Je me rends à l'accueil en observant la décoration autour de moi. C'est sans fioriture, tout ce que j'aime et notamment tout le contraire d'où je vivais. Je m'adresse à la jeune femme derrière le comptoir qui a exactement la même attitude que celle d'hier à l'hôtel.
— Bonjour, j'ai rendez-vous avec monsieur Martinez puis le responsable des embauches.
— Bien sûr. Vous êtes ?
— James Doneghan.
Elle compose un numéro et énonce mon nom, non sans le déformer. Il n'est pourtant pas bien compliqué. Elle m'explique ensuite où me rendre, n'omettant pas de me faire un clin d'œil à la fin, sur lequel je passe. Si je veux me trouver des plans cul, je saurai où chercher au moins.
Je me rends donc au dernier étage de l'entreprise afin de rencontrer son doyen. Je sors de l'ascenseur une fois arrivé et monsieur Martinez en personne m'attend. Je le reconnaîtrai sans le connaître. Il en impose par sa carrure et sa posture alors qu'il paraît totalement décontracté. Une nouvelle hôtesse d'accueil me demande mon nom.
— C'est pour moi, laissez. Bonjour monsieur Doneghan.

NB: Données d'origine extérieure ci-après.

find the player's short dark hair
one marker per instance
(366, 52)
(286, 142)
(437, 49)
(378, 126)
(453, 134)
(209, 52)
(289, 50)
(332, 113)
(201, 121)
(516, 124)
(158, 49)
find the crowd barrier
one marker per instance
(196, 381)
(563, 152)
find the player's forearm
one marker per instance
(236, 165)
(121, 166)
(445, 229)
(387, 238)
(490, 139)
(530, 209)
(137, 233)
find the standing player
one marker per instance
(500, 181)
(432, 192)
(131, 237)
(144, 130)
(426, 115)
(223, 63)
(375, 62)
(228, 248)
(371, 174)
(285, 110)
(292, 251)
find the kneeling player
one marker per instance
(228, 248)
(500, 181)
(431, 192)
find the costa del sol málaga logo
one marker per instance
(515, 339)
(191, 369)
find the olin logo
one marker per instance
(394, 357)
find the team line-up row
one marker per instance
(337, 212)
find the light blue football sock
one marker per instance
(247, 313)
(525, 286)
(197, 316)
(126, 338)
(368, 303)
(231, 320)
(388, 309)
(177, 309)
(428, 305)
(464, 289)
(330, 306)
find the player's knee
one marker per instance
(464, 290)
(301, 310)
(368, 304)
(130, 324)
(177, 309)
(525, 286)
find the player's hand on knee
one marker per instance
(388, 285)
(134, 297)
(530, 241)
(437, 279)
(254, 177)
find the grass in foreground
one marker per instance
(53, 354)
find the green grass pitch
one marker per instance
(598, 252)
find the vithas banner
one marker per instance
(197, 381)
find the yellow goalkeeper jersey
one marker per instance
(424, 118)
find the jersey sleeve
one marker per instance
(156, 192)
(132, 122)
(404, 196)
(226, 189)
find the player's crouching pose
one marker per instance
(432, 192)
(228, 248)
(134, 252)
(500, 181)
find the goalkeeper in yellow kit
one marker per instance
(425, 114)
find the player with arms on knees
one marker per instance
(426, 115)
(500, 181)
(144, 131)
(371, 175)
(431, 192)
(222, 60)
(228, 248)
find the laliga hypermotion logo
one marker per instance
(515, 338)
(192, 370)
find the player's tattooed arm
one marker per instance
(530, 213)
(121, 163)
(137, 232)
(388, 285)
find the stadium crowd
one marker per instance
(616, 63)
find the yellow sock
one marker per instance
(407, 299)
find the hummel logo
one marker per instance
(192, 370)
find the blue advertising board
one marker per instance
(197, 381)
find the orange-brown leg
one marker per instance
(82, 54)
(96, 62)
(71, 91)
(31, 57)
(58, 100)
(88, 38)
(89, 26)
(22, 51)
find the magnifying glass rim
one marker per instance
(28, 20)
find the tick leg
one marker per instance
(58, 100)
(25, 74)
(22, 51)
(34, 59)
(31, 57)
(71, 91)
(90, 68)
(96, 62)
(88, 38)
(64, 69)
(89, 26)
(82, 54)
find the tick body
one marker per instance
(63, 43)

Je prends la main qu'il me tend et la serre professionnellement. Il est beaucoup moins impressionnant de près. Nous avons à peu près la même carrure et il ne doit pas être beaucoup plus âgé que moi. Ma mère m'a raconté qu'il avait deux petites filles. Elle sait toujours tout.
— Enchanté monsieur.
— Suivez-moi.
Il me précède jusqu'à son bureau où il me demande de m'installer. Il prend place face à moi après m'avoir proposé un café, que j'ai refusé par pure politesse. Mes bonnes manières sont toujours là.
— Vous avez fait bon voyage ?
Un peu dérouté par sa question, j'acquiesce avant de le remercier. Il croise ses mains sur son bureau.
— Votre mère m'a fait beaucoup d'éloge sur vous, arrivant même à me convaincre de vous prendre dans l'entreprise.
Ma mère ? La même qui ne me fait jamais d'éloge à moi, son fils ? Impossible. Il reprend.
— Vos études sont brillantes et c'est ce qu'il faut pour convoiter le poste de directeur de marketing. Cependant je dois vous avouer que vous aurez de la concurrence. Je ne peux pas vous nommer directement à ce poste sans gravir les échelons.
— Je comprends tout à fait. Je suis d'accord pour commencer tout en bas, j'ai beaucoup de choses à apprendre.
— J'aime les gens curieux c'est un bon point. Ce ne sera pas uniquement moi qui ferai le choix, mais toute une équipe, la direction. Il sera établi sur ce que vous aurez réalisé au sein de l'entreprise et de l'équipe, en contribuant aux principaux projets. Après quelques semaines, nous vous laisserons un projet en main et vous devrez le crée de A à Z, avec une équipe. C'est cette étape-là qui sera décisive.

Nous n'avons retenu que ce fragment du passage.